Ciertas autoridades políticas del país consideran que la crisis que enfrenta su gobierno no solo es de tipo económica, sino que tiene implicaciones políticas importantes ante la pérdida de la credibilidad después de tantas acusaciones de malversación, robo, desviación de recursos y acciones fraudulentas. Tengamos presente que esta situación ha originado el descontento masivo de la población; lo que está teniendo lugar bajo un sistema socioeconómico respaldado por un gobierno que representa los intereses del Partido de los Trabajadores, de marcada tendencia de izquierda.

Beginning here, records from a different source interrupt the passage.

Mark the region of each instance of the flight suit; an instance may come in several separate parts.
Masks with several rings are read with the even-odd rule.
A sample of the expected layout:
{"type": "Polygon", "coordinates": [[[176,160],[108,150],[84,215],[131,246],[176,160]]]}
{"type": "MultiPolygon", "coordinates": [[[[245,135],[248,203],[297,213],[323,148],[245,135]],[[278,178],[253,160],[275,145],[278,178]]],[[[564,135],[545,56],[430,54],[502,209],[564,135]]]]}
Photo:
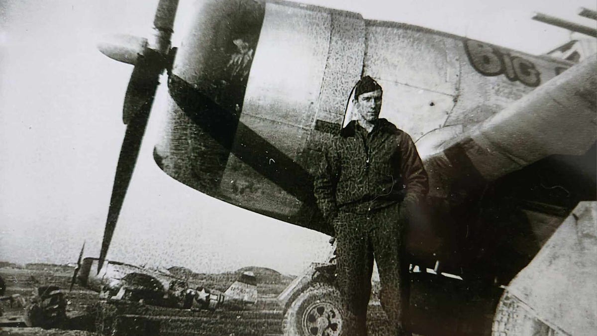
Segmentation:
{"type": "Polygon", "coordinates": [[[402,241],[410,209],[427,191],[423,163],[410,136],[385,119],[370,133],[351,121],[324,157],[314,191],[336,230],[337,284],[356,322],[350,334],[367,334],[374,257],[382,307],[401,334],[409,285],[402,241]]]}

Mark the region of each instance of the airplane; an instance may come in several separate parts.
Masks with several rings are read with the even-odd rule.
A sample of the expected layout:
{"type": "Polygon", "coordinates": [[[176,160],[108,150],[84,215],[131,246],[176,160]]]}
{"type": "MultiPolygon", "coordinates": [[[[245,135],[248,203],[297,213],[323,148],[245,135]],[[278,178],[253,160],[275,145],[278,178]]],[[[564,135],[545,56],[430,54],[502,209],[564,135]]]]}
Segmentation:
{"type": "Polygon", "coordinates": [[[109,301],[143,302],[180,309],[215,310],[223,306],[254,304],[257,301],[257,281],[251,271],[243,272],[223,293],[205,288],[192,279],[183,279],[167,270],[143,267],[104,261],[96,273],[99,258],[82,258],[81,249],[73,274],[70,291],[76,283],[100,294],[109,301]]]}
{"type": "MultiPolygon", "coordinates": [[[[332,236],[315,204],[313,174],[323,148],[352,119],[353,85],[364,75],[375,78],[384,90],[380,117],[413,138],[429,175],[430,192],[407,242],[411,263],[423,273],[458,278],[472,291],[501,286],[501,300],[522,307],[519,297],[508,296],[510,282],[553,245],[549,239],[561,225],[593,222],[595,54],[577,64],[356,13],[253,0],[198,1],[192,25],[173,47],[177,5],[159,1],[152,38],[119,35],[99,46],[134,68],[97,271],[164,71],[167,121],[153,152],[160,169],[216,198],[332,236]]],[[[325,317],[316,304],[300,306],[310,302],[305,294],[336,292],[333,279],[313,287],[313,276],[329,278],[333,264],[308,272],[283,292],[285,311],[294,310],[283,322],[287,334],[309,334],[314,322],[307,317],[325,317]]],[[[577,285],[592,288],[587,279],[577,285]]],[[[589,307],[594,314],[594,301],[571,302],[570,314],[589,307]]],[[[525,311],[537,322],[533,328],[565,334],[595,326],[590,319],[574,326],[565,316],[545,320],[532,307],[525,311]]],[[[338,319],[325,327],[336,326],[331,334],[339,334],[338,319]]],[[[413,322],[414,331],[424,329],[421,320],[413,322]]],[[[462,326],[427,332],[466,334],[462,326]]]]}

La firme idea de “erradicación de la miseria”, como objetivo de la mandataria, trajo consigo la creación de programas sociales y la realización de obras de infraestructura pública, lo que ha originado una burocracia corrupta que se ha mantenido por años, denominador común de todos los regímenes de izquierda que aspiran a manipular el capital a su forma, en el caso particular de Latinoamérica, bajo el ropaje del socialismo del siglo XXI.
¿Cuál será la nueva propuesta de los pocos líderes de tendencias izquierdistas que se aferran a mantener lo inexistente? ¿Acaso no resulta suficiente la renuncia de medio continente el pasado siglo XX tras la caída del socialismo en la URSS? ¿Es que aún se puede continuar confiando en los fracasados gobiernos de Cuba y Venezuela como impulsores del movimiento socialista de América?
El socialismo del siglo XXI, como variante de esta corriente, ha sido un fracaso; sus líderes están desacreditados ante el mundo. Esperemos que el nuevo año, con sus buenas nuevas, nos proporcione cambios profundos que impulsen el desarrollo de la democracia en el continente.